The invention provides a kit and a detection method for detecting a hepatitis B virus drug-resistant gene mutation site by a Sanger method, wherein the kit comprises the following primers and reagents: (1) common PCR amplification primers: pre-amplification primer: TGGTGGACTTCTCTCAATTTTCTAGG, respectively; post amplification primer: AGGAGTTCCGCAGTATGGATCG, respectively; (2) sanger method PCR amplification primers: ATGTGTCTGCGGCGTTTTATCA, respectively; (3) conventional reagents in the kit: HiDi, BigDye, ddH2And O. The kit can detect the hepatitis B virus drug-resistant gene mutation site, and the detection method is suitable for detecting the clinical hepatitis B virus drug-resistant gene mutation, has mature and stable technology, and has good development and application prospects.

Description

Kit for detecting hepatitis B virus drug-resistant gene mutation site by Sanger method and detection method
Technical Field
The invention belongs to the technical field of biology, and particularly relates to a kit and a detection method for detecting a hepatitis B virus drug-resistant gene mutation site by a Sanger method.
Background
the Chronic Hepatitis B (CHB) infection is one of the most common liver diseases in the world, 3.9% of the global population is influenced by 2016, China is the most main hepatitis B major country, according to the hepatitis B serum epidemiological survey result of Chinese population in 2006, the hepatitis B surface antigen carrying rate of people 1-59 years old in China is 7.18%, chronic viral hepatitis B patients are about 3000 ten thousand, at present, nucleoside (acid) analogues and alpha interferon are recognized effective Hepatitis B Virus (HBV) resisting drugs, the nucleoside (acid) analogues are widely applied due to the characteristics of convenience, small adverse reaction, wide adaptation disease and the like, but the nucleoside (acid) analogues are likely to generate drug-resistant mutation after being taken for a long time, most of the drug-resistant mutation is the main obstacle for treating chronic hepatitis B, 5 common nucleoside hepatitis B treatment drugs comprise lamivudine, adefovir dipivoxil, entecavir, tebivudine, tenofovir primary drug, primary drug-resistant mutation, certain drugs are not suitable for treating chronic hepatitis B, the traditional PCR detection method is not suitable for detecting the PCR (PCR) resistant mutation, and the PCR detection method is not suitable for detecting the PCR (PCR) of the PCR) resistant gene mutation, and the detection of the PCR detection of the traditional PCR detection method, and the detection of the traditional PCR detection of the traditional medicine, the traditional detection of the traditional medicine.
Disclosure of Invention
One of the purposes of the invention is to provide a kit for detecting the drug-resistant gene mutation site of hepatitis B virus by a Sanger method, which can accurately and quickly detect the drug-resistant gene mutation site of hepatitis B virus and can be popularized and used.

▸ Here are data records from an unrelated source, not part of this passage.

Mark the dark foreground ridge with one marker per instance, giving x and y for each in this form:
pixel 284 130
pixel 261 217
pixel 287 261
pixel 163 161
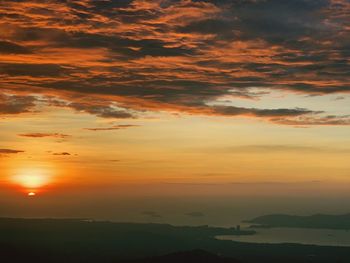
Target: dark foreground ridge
pixel 186 257
pixel 55 240
pixel 313 221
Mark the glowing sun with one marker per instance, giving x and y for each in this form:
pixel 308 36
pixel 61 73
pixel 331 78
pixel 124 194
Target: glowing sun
pixel 32 179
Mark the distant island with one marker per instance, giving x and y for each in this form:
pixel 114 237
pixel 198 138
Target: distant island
pixel 319 221
pixel 90 241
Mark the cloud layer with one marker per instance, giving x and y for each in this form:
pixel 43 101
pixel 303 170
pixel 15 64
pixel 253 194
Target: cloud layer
pixel 115 59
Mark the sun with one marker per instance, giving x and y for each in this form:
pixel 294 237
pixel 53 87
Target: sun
pixel 32 179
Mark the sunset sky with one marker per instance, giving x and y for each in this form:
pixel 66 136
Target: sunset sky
pixel 107 99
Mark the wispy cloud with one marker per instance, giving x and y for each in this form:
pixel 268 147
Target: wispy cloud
pixel 45 135
pixel 117 59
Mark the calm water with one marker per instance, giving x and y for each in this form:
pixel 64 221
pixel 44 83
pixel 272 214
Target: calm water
pixel 296 235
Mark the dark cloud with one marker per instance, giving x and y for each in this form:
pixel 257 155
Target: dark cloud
pixel 151 214
pixel 232 111
pixel 175 55
pixel 62 153
pixel 101 111
pixel 15 104
pixel 30 69
pixel 195 214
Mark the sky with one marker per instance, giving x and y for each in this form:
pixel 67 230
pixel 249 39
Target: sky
pixel 173 105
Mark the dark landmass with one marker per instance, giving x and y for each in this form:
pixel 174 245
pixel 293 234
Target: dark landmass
pixel 314 221
pixel 57 240
pixel 192 256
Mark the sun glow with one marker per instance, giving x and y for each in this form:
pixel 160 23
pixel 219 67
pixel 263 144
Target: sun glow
pixel 32 178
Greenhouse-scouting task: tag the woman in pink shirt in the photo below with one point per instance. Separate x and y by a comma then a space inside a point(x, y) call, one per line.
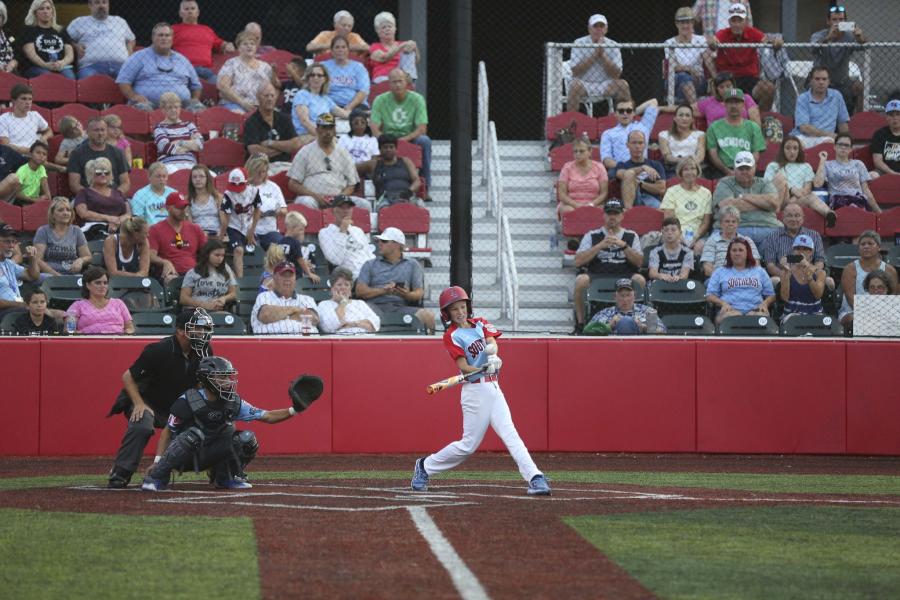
point(582, 182)
point(97, 314)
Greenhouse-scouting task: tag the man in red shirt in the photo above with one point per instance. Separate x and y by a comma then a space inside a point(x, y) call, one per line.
point(197, 42)
point(744, 62)
point(174, 242)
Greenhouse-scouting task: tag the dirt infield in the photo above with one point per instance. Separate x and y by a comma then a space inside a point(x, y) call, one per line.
point(374, 538)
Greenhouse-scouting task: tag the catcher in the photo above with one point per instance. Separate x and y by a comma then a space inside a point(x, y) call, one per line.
point(201, 422)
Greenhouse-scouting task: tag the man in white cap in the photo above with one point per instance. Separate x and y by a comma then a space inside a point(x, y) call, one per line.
point(394, 284)
point(596, 71)
point(754, 197)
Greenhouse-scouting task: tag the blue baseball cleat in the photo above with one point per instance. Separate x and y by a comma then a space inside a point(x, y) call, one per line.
point(538, 486)
point(420, 477)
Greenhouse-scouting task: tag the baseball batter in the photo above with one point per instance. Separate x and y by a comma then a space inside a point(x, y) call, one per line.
point(472, 343)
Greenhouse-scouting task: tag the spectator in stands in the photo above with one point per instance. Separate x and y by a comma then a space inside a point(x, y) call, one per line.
point(596, 71)
point(854, 275)
point(149, 202)
point(242, 76)
point(282, 310)
point(342, 314)
point(8, 62)
point(687, 62)
point(270, 132)
point(21, 127)
point(715, 251)
point(313, 101)
point(61, 248)
point(690, 203)
point(177, 142)
point(643, 180)
point(97, 147)
point(127, 252)
point(837, 58)
point(744, 62)
point(205, 202)
point(174, 242)
point(885, 144)
point(46, 47)
point(614, 141)
point(323, 170)
point(349, 84)
point(626, 317)
point(741, 287)
point(756, 198)
point(360, 142)
point(388, 54)
point(150, 72)
point(403, 113)
point(847, 178)
point(820, 112)
point(681, 140)
point(96, 313)
point(100, 207)
point(36, 321)
point(343, 26)
point(713, 107)
point(712, 15)
point(211, 284)
point(583, 181)
point(609, 251)
point(802, 283)
point(102, 42)
point(391, 283)
point(395, 177)
point(197, 42)
point(343, 243)
point(733, 134)
point(671, 260)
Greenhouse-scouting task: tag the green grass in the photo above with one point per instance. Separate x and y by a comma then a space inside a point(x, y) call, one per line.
point(73, 555)
point(767, 553)
point(751, 482)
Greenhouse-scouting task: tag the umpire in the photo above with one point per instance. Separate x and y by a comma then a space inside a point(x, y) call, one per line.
point(162, 373)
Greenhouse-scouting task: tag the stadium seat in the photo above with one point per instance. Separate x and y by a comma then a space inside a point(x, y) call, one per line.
point(99, 89)
point(748, 325)
point(812, 326)
point(79, 111)
point(583, 125)
point(851, 221)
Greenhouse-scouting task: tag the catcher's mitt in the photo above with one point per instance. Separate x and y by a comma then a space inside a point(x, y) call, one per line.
point(304, 390)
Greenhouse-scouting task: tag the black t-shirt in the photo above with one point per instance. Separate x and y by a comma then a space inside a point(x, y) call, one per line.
point(48, 43)
point(81, 155)
point(256, 131)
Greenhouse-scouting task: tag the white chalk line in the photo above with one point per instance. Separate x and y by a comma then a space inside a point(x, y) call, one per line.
point(463, 578)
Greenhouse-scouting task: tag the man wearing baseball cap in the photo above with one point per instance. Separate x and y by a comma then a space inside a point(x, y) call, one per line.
point(391, 283)
point(596, 71)
point(754, 197)
point(885, 144)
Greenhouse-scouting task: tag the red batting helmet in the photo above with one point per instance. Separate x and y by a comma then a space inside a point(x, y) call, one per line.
point(453, 294)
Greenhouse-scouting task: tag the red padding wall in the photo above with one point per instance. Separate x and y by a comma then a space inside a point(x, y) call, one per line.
point(603, 395)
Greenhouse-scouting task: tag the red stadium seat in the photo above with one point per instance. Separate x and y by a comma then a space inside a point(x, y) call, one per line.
point(54, 88)
point(576, 223)
point(851, 221)
point(222, 152)
point(583, 125)
point(99, 89)
point(79, 111)
point(886, 190)
point(134, 121)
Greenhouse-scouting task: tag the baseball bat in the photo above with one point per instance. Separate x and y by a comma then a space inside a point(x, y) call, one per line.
point(450, 382)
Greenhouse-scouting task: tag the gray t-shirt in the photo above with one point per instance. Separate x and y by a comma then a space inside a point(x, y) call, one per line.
point(61, 251)
point(209, 288)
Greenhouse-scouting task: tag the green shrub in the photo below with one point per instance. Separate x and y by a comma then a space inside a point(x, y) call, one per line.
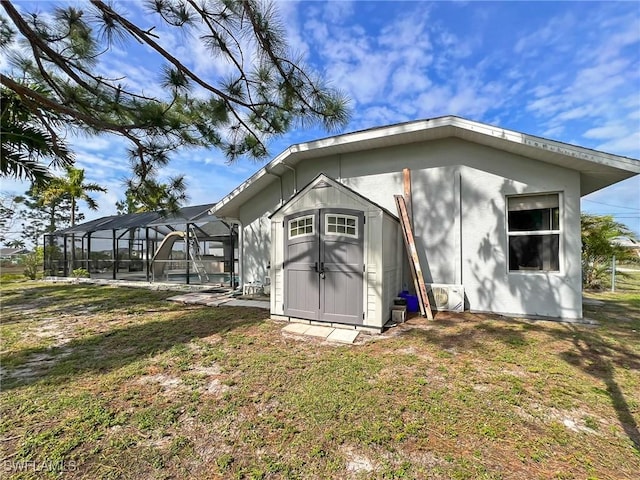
point(80, 273)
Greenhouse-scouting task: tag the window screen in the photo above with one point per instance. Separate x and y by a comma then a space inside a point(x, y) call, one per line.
point(301, 226)
point(533, 228)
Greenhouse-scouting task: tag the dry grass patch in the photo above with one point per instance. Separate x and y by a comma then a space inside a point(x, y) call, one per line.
point(133, 386)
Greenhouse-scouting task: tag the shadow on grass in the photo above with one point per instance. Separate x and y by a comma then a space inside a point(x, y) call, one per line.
point(591, 351)
point(119, 347)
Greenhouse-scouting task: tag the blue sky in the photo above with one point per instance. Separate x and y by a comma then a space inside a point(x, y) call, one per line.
point(569, 71)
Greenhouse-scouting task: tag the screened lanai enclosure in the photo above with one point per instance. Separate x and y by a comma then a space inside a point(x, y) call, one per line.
point(190, 246)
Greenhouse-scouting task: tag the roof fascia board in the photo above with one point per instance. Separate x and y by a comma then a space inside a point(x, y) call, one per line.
point(543, 147)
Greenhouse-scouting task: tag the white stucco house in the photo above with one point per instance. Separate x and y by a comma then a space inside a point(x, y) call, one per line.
point(496, 213)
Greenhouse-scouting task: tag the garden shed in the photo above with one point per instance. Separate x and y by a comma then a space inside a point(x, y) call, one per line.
point(334, 257)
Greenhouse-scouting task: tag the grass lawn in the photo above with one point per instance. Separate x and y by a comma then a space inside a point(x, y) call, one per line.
point(102, 382)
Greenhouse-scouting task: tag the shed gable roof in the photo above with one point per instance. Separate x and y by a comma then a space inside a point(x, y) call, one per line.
point(323, 180)
point(597, 169)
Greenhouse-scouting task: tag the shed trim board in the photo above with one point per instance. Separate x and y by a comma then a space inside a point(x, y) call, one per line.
point(494, 210)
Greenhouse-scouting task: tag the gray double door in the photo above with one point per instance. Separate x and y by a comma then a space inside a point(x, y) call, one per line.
point(324, 265)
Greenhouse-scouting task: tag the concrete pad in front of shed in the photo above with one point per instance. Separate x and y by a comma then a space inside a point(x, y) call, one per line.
point(317, 331)
point(343, 336)
point(296, 328)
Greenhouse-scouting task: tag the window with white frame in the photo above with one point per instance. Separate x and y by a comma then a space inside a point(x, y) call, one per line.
point(301, 226)
point(533, 229)
point(341, 225)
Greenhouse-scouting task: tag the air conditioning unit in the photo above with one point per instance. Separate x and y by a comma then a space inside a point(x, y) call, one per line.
point(446, 297)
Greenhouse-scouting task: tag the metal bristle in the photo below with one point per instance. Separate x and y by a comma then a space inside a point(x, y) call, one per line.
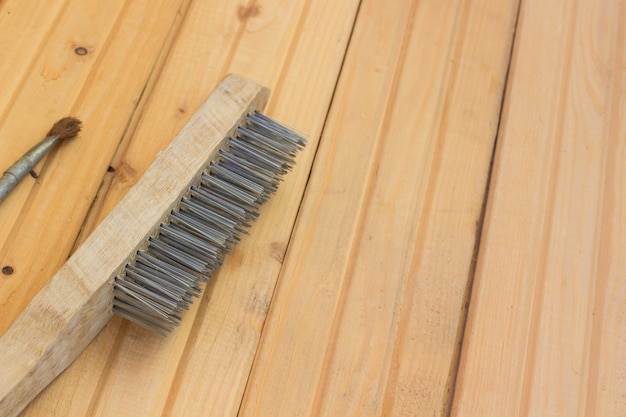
point(161, 280)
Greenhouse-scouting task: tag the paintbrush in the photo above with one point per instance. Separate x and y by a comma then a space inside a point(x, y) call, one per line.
point(66, 128)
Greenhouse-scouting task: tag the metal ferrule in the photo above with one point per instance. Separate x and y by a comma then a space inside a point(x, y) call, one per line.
point(24, 165)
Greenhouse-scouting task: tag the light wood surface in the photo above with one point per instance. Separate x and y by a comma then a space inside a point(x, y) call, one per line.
point(350, 295)
point(72, 308)
point(546, 333)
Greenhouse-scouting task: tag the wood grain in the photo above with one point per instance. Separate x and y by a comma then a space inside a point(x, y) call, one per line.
point(277, 46)
point(369, 305)
point(546, 332)
point(77, 302)
point(40, 220)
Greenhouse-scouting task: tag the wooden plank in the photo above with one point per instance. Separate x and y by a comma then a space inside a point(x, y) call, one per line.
point(24, 26)
point(369, 307)
point(76, 304)
point(277, 44)
point(546, 332)
point(40, 220)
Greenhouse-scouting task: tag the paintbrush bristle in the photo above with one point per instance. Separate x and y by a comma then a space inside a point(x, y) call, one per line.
point(66, 128)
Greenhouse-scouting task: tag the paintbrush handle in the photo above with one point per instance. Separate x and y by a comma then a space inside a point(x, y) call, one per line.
point(24, 165)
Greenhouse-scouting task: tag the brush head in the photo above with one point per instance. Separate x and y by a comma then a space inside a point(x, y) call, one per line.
point(66, 128)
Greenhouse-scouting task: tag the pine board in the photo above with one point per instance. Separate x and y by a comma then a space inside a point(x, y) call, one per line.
point(369, 305)
point(546, 333)
point(350, 295)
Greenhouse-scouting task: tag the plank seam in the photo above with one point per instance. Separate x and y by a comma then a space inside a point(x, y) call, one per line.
point(305, 192)
point(480, 223)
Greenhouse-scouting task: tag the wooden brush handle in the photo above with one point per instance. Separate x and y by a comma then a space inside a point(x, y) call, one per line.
point(74, 306)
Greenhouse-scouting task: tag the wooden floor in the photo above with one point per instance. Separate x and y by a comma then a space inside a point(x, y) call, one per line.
point(451, 242)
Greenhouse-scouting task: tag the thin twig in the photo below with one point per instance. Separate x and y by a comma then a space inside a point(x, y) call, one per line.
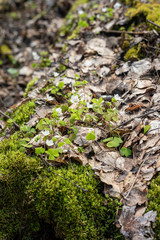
point(136, 176)
point(130, 120)
point(119, 32)
point(16, 125)
point(153, 23)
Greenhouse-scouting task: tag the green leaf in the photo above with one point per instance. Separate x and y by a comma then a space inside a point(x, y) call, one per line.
point(107, 139)
point(114, 142)
point(115, 118)
point(61, 85)
point(91, 136)
point(39, 150)
point(13, 71)
point(54, 139)
point(126, 152)
point(60, 144)
point(53, 152)
point(146, 128)
point(114, 100)
point(51, 157)
point(67, 141)
point(62, 123)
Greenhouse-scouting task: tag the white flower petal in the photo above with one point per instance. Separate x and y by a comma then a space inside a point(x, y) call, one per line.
point(49, 142)
point(49, 98)
point(45, 132)
point(74, 99)
point(117, 97)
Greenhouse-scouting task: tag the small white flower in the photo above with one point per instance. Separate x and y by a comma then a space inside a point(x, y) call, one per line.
point(104, 9)
point(49, 142)
point(59, 111)
point(117, 97)
point(57, 136)
point(49, 98)
point(35, 56)
point(45, 132)
point(89, 105)
point(65, 151)
point(56, 74)
point(74, 99)
point(117, 5)
point(80, 12)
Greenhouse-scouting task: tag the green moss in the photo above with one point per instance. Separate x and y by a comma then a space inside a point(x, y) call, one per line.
point(154, 203)
point(77, 3)
point(17, 214)
point(137, 52)
point(32, 198)
point(77, 30)
point(23, 113)
point(151, 11)
point(29, 86)
point(70, 19)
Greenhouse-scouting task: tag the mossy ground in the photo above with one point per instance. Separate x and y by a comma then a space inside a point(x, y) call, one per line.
point(149, 11)
point(154, 203)
point(33, 199)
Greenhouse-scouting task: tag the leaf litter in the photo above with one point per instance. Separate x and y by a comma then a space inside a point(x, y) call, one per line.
point(96, 55)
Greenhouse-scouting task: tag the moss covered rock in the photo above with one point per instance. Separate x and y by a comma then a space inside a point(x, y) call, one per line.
point(154, 202)
point(33, 199)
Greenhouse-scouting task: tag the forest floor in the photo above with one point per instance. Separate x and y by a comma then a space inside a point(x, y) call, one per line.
point(109, 63)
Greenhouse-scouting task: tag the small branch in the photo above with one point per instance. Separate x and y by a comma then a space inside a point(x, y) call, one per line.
point(136, 176)
point(153, 23)
point(119, 32)
point(130, 120)
point(15, 124)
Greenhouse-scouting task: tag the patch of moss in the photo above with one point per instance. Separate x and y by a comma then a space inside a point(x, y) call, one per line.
point(137, 52)
point(32, 198)
point(77, 30)
point(76, 4)
point(29, 86)
point(23, 113)
point(154, 203)
point(18, 219)
point(151, 11)
point(70, 19)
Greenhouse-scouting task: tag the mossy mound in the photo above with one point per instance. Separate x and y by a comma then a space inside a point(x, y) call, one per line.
point(150, 11)
point(33, 199)
point(154, 203)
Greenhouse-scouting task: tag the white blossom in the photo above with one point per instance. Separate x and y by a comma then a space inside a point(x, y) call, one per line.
point(56, 74)
point(74, 99)
point(104, 9)
point(117, 97)
point(117, 5)
point(49, 98)
point(35, 56)
point(59, 111)
point(89, 105)
point(45, 132)
point(65, 150)
point(49, 142)
point(80, 12)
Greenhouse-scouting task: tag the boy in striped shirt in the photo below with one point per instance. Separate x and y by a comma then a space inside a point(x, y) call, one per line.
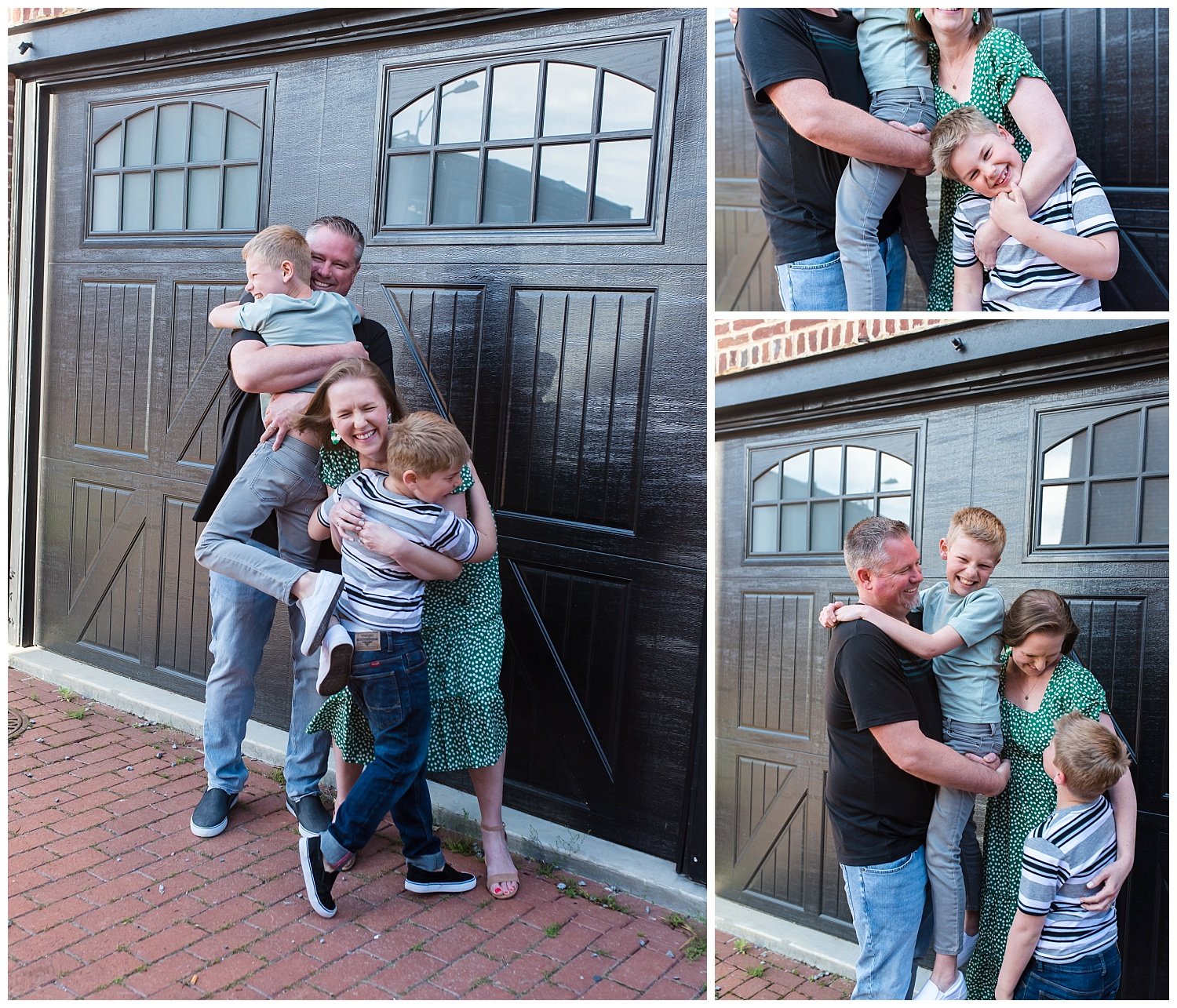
point(1055, 258)
point(1057, 949)
point(381, 607)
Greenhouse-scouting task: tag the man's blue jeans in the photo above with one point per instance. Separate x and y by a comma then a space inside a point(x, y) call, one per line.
point(242, 619)
point(1094, 977)
point(817, 285)
point(892, 923)
point(392, 687)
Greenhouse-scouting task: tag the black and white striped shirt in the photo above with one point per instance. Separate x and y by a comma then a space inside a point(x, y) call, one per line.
point(1059, 860)
point(378, 593)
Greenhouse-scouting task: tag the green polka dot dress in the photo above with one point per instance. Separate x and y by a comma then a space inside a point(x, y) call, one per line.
point(461, 626)
point(1028, 800)
point(1002, 59)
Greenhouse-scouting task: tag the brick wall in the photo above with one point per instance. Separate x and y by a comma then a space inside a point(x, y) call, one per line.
point(746, 344)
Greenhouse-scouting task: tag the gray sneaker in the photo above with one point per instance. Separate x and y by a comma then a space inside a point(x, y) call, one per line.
point(212, 814)
point(312, 817)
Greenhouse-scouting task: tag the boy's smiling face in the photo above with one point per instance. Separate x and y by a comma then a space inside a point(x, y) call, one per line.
point(988, 162)
point(970, 563)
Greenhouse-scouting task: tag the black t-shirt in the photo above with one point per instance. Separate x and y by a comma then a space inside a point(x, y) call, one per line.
point(798, 179)
point(878, 812)
point(242, 428)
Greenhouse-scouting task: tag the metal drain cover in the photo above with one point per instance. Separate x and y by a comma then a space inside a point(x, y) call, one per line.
point(16, 723)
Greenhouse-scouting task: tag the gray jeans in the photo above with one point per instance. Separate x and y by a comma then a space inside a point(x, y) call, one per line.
point(285, 482)
point(948, 872)
point(864, 195)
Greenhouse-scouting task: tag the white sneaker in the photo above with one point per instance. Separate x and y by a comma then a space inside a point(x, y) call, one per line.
point(930, 992)
point(318, 608)
point(334, 660)
point(967, 944)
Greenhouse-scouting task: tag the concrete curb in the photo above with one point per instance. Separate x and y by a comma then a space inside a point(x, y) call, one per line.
point(629, 871)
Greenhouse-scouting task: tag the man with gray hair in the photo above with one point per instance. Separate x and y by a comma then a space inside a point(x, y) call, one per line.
point(887, 759)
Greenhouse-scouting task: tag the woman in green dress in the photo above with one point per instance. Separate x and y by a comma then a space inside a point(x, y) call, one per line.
point(1038, 683)
point(463, 631)
point(976, 64)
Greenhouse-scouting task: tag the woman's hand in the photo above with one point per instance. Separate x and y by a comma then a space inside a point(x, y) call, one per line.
point(346, 519)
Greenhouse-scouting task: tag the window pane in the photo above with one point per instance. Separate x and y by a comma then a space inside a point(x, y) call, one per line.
point(563, 184)
point(623, 173)
point(898, 508)
point(1156, 459)
point(895, 475)
point(797, 477)
point(172, 140)
point(1116, 446)
point(106, 202)
point(764, 529)
point(139, 139)
point(409, 191)
point(169, 202)
point(207, 133)
point(513, 101)
point(244, 139)
point(793, 529)
point(855, 511)
point(414, 126)
point(1155, 522)
point(767, 487)
point(1062, 521)
point(204, 199)
point(242, 198)
point(1113, 513)
point(861, 471)
point(1068, 459)
point(826, 526)
point(626, 105)
point(456, 188)
point(137, 202)
point(826, 472)
point(108, 151)
point(508, 197)
point(461, 110)
point(567, 99)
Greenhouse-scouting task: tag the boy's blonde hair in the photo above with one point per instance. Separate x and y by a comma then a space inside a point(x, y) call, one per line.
point(280, 244)
point(1090, 756)
point(977, 523)
point(951, 132)
point(426, 444)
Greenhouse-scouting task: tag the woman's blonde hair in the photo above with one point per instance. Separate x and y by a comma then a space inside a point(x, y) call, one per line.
point(317, 417)
point(920, 31)
point(1040, 610)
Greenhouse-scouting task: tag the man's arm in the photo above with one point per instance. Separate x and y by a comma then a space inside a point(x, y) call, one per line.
point(1019, 947)
point(822, 119)
point(911, 751)
point(261, 369)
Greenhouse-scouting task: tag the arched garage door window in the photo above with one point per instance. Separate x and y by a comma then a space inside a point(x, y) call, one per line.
point(556, 139)
point(805, 500)
point(184, 165)
point(1103, 479)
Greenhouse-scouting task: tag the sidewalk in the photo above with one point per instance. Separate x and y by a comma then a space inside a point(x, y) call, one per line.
point(110, 894)
point(745, 973)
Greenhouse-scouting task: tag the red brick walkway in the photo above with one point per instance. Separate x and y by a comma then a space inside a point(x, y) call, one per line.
point(110, 894)
point(746, 973)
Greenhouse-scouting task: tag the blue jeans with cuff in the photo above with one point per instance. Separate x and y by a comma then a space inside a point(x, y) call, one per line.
point(892, 922)
point(391, 683)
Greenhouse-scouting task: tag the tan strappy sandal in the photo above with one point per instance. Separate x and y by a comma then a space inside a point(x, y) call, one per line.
point(505, 876)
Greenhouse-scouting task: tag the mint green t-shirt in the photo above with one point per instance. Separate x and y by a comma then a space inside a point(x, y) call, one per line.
point(967, 675)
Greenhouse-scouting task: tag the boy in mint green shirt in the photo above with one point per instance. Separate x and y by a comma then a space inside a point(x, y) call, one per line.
point(962, 631)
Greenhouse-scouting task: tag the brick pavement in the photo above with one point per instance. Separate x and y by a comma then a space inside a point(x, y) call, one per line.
point(111, 897)
point(748, 973)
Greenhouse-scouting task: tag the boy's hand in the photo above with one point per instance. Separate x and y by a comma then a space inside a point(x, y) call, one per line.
point(1008, 209)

The invention also aims to provide a detection method for detecting the hepatitis B virus drug-resistant gene mutation site by the Sanger method, the kit is adopted to detect the hepatitis B virus drug-resistant gene mutation site, the detection is convenient and efficient, the accurate mutation site can be detected, and the technical support is provided for the clinical application of hepatitis B drugs.
One of the purposes of the invention adopts the following technical scheme:
a kit for detecting hepatitis B virus drug-resistant gene mutation sites by a Sanger method comprises the following primers and reagents:
(1) common PCR amplification primers:
pre-amplification primer (HBV-WF): TGGTGGACTTCTCTCAATTTTCTAGG, respectively;
post amplification primer (HBV-WR): AGGAGTTCCGCAGTATGGATCG, respectively;
(2) sanger method PCR amplification primers:
sanger method PCR amplification inner primer (HBV-182 WF): ATGTGTCTGCGGCGTTTTATCA, respectively;
(3) conventional reagents in the kit: HiDi, BigDye, ddH2O。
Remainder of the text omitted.